Interesting side note that some references indicate that The Great War in 1918 spurred censors to suppress news of the flu killing soldiers as early as 1916, and Spain just happened to not be in the war and thus didn’t suppress news of how people were dying of it to the same extent as other countries. The true origins of the flu strain is apparently still debated.
As you can see, a LOT of people, are interested in denominators all of a sudden, because it matters a lot right now whether the big scary number that implicates your future mortality is an overestimate or underestimate.
A LOT of data science work is about working with denominators and coming to an understanding of what the denominator of a ratio means before drawing conclusions. People are getting a first-hand look at just how messy that process is, as they struggle with the frustration of wanting to know “the true number” and being utterly unable to get it because of measurement/definition issues. In their minds, the real death rate exists out in platonic space, but it’s inaccessible due to measurement.
Looking at Distributions
As many of us know, averages hide a lot. This is obvious even to laypeople, especially when it is easy to hypothesize that certain segments of a population will react differently to the independent variable. We’re seeing this in discussions about vulnerable populations and the different fatality case rates, especially among the elderly and people with preexisting health conditions.
You can also see people start putting their understanding of what definitions go into the stats to use in interpreting official published stats.
Like in the above tweet about how cases below age 20 being low doesn’t mean the actual incidences of infections are low in that age group, but that there’s likely an interaction w/ the threshold for people being tested.
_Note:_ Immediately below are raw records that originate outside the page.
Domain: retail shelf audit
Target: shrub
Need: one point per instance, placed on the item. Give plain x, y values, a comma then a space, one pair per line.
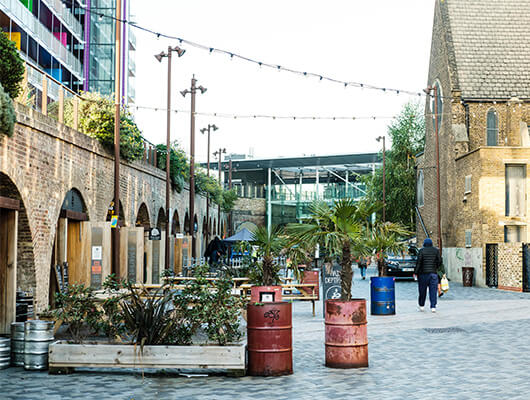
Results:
178, 164
77, 308
7, 112
11, 66
96, 119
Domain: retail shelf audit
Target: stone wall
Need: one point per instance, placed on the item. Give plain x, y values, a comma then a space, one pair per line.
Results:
510, 266
44, 160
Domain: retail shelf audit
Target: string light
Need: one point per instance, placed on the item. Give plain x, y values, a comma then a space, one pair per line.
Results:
232, 54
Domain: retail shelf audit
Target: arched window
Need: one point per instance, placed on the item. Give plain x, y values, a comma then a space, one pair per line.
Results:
492, 128
436, 102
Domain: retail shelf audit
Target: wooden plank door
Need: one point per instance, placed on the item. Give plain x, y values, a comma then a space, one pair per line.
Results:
8, 268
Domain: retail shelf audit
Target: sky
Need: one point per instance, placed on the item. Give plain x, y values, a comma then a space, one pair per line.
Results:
385, 43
And you could then draw the tentative conclusion that younger populations are less acutely affected by the diseases relative to older people.
Keep Teaching Data Literacy!
Data Science is communication, and I know it’s sometimes a drag to have to constantly teach various forms of data literacy as people come and go within an organization. It’s easy to feel like there’s a never-ending supply of people who seem hell-bent on doing shoddy data analysis to fit a chosen agenda. But take heart, most people can learn this stuff very quickly.